Courtesy of Iowa College Aid
The books have just closed and the vacations are finally under way. But summer also offers the chance for students to get a jump on building a game plan for choosing and applying for a college. For incoming high school seniors, things are about to get real busy where college readiness is concerned. Beat the rush and get ahead of the game by following this summer college planning preparation checklist :
Finalize a list of target schools.
Summer is a great time to whittle down the list of schools that a student might attend. Still not sure which schools make the cut? Take advantage of vacations to tour schools.
Discuss finances in depth as a family.
Completing the Free Application for Federal Student Aid (FAFSA) can seem daunting. Taking the time to prepare now will make the process less time-consuming. Also consider the costs of target schools now to properly prepare for what students and families will need to succeed at that dream school.
Plan campus visits.
While summer might offer more free time, visiting target schools in the fall gives a chance to see what student life is like during classes. Don’t miss out on these opportunities by scheduling campus tours in advance, as reservations can fill up once the school year starts.
Take advantage of volunteering opportunities.
Volunteering is valuable and important not just for seniors looking to find work experience in interesting fields, but for students of all ages looking to establish a resume that will reflect well on their community involvement when applying to colleges down the road.
Stay on top of testing.
Choose the ACT or SAT based on spring scores, register for the fall test, and consider test prep. Knowing the test and score requirements of target schools will also help families develop a strategy for test-taking.
Line up your targets.
Develop a spreadsheet of target schools with deadlines for Early Decision, Early Action and Regular Decision. Applying early to a school shows an admissions office that a student is dedicated to the idea of being a student at that school. Make sure that students don’t overextend their early decision applications by applying to too many schools.
Don’t put off thinking about the Common Application.
Review application requirements and essay questions for each college on your list; open an account with the Common Application and get a head start filling out the easy parts.

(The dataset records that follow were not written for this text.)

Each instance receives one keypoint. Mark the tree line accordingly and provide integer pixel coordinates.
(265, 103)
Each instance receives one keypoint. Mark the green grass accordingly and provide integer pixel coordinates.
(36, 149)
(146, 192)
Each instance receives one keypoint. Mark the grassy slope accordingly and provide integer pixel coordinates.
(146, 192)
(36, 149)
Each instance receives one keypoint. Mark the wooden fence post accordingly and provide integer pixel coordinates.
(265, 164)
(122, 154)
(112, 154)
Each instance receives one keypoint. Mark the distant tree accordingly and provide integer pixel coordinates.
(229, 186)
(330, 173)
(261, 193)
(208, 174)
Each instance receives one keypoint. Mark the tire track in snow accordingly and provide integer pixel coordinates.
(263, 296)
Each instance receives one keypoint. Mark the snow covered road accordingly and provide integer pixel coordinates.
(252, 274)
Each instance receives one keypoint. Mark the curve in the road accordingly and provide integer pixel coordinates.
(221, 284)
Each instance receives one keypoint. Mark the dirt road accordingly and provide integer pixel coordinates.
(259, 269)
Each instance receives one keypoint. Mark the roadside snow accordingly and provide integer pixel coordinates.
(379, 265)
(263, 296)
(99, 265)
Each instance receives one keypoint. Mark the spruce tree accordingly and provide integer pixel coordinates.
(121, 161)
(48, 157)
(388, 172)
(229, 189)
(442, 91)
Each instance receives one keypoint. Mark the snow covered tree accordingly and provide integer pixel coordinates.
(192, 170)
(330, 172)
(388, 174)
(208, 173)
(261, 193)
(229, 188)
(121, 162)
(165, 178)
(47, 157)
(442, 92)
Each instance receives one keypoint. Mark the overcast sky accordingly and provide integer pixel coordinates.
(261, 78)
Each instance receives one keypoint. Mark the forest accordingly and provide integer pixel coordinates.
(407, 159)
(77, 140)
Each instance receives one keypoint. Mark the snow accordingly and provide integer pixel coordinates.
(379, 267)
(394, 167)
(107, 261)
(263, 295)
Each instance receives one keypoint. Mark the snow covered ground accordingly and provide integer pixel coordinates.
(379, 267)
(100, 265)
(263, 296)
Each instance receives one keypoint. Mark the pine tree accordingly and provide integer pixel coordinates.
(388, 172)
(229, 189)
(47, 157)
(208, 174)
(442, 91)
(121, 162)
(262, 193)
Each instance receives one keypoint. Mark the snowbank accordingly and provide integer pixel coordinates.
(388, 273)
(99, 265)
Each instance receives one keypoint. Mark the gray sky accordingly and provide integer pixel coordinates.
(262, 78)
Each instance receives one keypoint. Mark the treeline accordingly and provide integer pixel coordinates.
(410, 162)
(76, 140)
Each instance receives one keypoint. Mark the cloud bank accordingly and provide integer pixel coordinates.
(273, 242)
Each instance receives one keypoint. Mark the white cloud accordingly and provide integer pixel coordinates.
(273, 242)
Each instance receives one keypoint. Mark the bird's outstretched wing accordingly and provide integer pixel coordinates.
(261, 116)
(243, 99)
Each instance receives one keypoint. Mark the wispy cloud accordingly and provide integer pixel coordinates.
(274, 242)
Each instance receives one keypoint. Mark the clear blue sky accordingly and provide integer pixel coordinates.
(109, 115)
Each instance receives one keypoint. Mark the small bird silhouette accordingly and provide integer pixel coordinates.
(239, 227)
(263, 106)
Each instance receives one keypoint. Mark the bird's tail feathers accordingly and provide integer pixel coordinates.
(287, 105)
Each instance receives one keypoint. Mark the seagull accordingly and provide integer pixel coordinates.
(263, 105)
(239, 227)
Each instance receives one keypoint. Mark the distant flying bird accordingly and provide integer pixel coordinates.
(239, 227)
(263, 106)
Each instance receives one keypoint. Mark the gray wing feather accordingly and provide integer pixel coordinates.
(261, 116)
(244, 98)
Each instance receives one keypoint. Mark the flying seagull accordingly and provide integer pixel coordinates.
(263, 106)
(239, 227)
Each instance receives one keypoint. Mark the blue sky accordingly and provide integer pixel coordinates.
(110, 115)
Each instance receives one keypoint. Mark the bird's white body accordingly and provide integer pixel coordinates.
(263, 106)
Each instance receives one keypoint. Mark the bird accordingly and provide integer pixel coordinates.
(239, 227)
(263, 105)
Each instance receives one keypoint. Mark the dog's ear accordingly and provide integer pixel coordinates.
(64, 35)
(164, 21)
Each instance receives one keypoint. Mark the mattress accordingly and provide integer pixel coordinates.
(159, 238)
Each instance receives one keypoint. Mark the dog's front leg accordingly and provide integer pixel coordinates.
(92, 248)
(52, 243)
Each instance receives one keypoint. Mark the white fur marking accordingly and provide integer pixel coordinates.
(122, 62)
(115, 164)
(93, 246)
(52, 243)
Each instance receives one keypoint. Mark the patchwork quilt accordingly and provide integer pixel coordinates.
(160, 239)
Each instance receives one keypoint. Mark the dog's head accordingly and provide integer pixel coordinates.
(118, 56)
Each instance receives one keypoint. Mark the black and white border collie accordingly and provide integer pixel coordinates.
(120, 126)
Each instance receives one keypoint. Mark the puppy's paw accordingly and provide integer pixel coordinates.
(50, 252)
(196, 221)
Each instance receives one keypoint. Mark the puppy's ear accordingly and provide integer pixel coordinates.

While it may be too soon to write that killer essay (there’s still a lot of living to do), filling out many of the parts of the Common Application will help students who otherwise might try to shove college applications in between busy homework and schools schedules.
Review scholarship application requirements and essay questions.
Many scholarships post requirements well ahead of time so that students have the opportunity to find the information and apply. Millions of dollars of scholarships go unclaimed annually. Hunting out and applying for scholarships can make the difference between attending that dream school or having to pass.
Think about recommendations.
Consider which teachers, counselors or coaches might write a letter of recommendation on your behalf, and reach out to them with a request. Just like students, teachers are far less busy in the summer than in the fall. Reaching out to those teachers that might right the best recommendation now not only reflects a student’s interest, but also respect for the teacher’s time. That alone might result in a higher quality recommendation.
Prepare to work hard.
Do your summer reading for the fall semester, and mentally prepare to continue working hard senior year. College is the goal. But there’s still that senior year to get through. Don’t overlook it.